I've had a good time with sequence diagrams in college. It is really pleasing to build them.
I entertain the idea that AI [CNN + TNN] can finally fulfill the ultimate UML promise: build code from diagrams. In a certain way, it's easy to see AI trained to ingest diagrams as logical sequences of prompts. With a little effort it is already doable with current tech.
Slight aside: does anyone know how mermaid/planutml layout functionality is implemented? I'd like to do something similar (but much simpler). I have a few entities (boxes) that are part of a DAG, and I'd like to lay them out somewhat optimally.
It's not the interesting problem that I'm trying to solve so I'd love to reuse something if I can.
Alright I guess I’ll start learning Mermaid diagrams. I’ve loved the run that Heptone’s Monodraw had for my README diagrams, but, as a team, it requires too much:
- in order to edit/create effectively you have to purchase a license
- you have to own a Mac to edit/create effectively
I think the article links to the wrong marky library. The one linked to is a node lib called marky-mark, which does not appear to support mermaid. I think the correct link is this: https://docs.rs/crate/marky
I highly recommend https://swimlanes.io/ personally. It has essentially zero friction between thinking of a diagram and seeing the diagram in front of your eyes.
I'm sure Mermaid.js is nice and I will try it for comparison soon.
mermaid is mostly client side rendered in JS, so it's surprising it doesn't have a very well fleshed out API to handle interactivity. Also it's a pain to render to PNGs, you need a full headless browser/puppeteer to run mermaid-cli.
It's also handy that because its text based, generative AI can create the diagrams for you based off of a text description, which reduces the barrier to entry even more as you don't need to memorize the syntax to begin utilizing it.

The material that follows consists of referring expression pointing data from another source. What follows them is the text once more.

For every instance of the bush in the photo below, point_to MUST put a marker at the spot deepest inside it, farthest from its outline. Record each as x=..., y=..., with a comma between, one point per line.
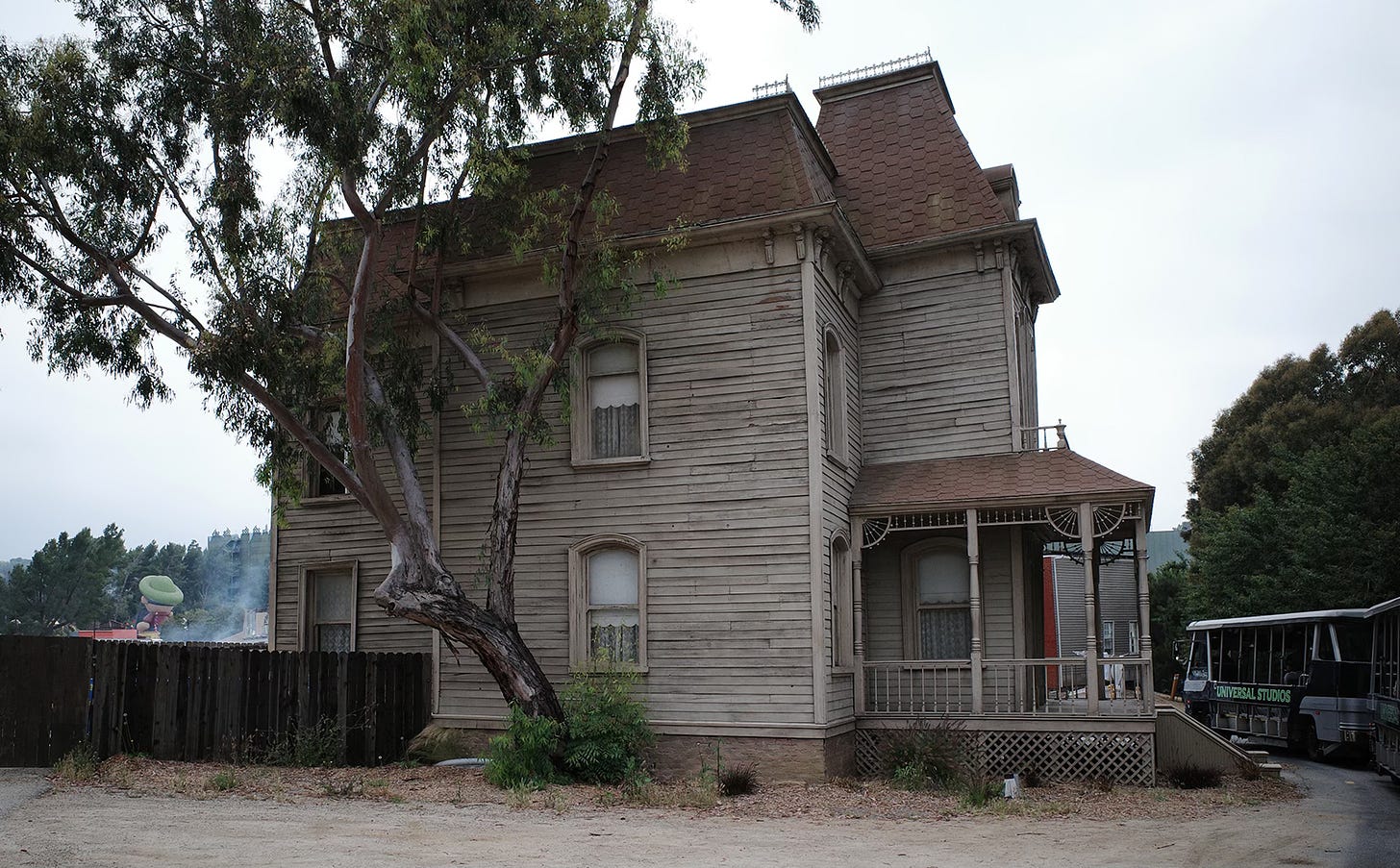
x=315, y=747
x=607, y=732
x=1188, y=776
x=77, y=764
x=924, y=756
x=738, y=780
x=223, y=781
x=522, y=757
x=979, y=791
x=911, y=776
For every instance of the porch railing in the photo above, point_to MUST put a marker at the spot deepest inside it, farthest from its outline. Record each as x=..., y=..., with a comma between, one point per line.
x=917, y=687
x=1056, y=686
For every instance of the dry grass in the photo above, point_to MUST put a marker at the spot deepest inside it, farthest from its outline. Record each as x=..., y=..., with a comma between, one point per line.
x=843, y=798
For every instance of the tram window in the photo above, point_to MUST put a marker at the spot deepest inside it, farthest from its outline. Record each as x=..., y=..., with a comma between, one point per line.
x=1354, y=641
x=1246, y=656
x=1295, y=638
x=1276, y=656
x=1230, y=656
x=1196, y=666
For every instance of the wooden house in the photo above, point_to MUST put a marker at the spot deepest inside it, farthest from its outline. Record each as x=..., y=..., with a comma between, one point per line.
x=805, y=494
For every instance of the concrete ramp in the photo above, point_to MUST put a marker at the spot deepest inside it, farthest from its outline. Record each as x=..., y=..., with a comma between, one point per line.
x=1184, y=741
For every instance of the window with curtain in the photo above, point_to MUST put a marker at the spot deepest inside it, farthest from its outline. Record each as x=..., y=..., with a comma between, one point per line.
x=613, y=393
x=834, y=376
x=843, y=647
x=608, y=601
x=942, y=618
x=332, y=609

In general I'm fan of text based diagramming tools, but with all mermaid diagrams that I've tried to do (flowchart, class diagram), you hit syntax limitations way too early...
When rendered as an image, they don't differ; you'd have to inline the SVG DOM in your HTML to make a difference. And yes, then you can have screen readers reading the text, ARIA attributes to better describe certain parts, etc.
That being said, SVG is likely still a better option than PNG for its scalability alone. At least for this kind of content.
Not the OP, but sequence diagrams show individual scenarios, by definition. And there can be a lot of scenarios in a complex system. Thousands, perhaps.
Relation (box-and-line) diagrams show the static relations between resources in a system, not individual scenarios. This typically gives a better overview.
- Thanks for the details and resources. Where is the "graph" in the post? When someone says graph I usually think of a pretty basic thing with nodes and edges.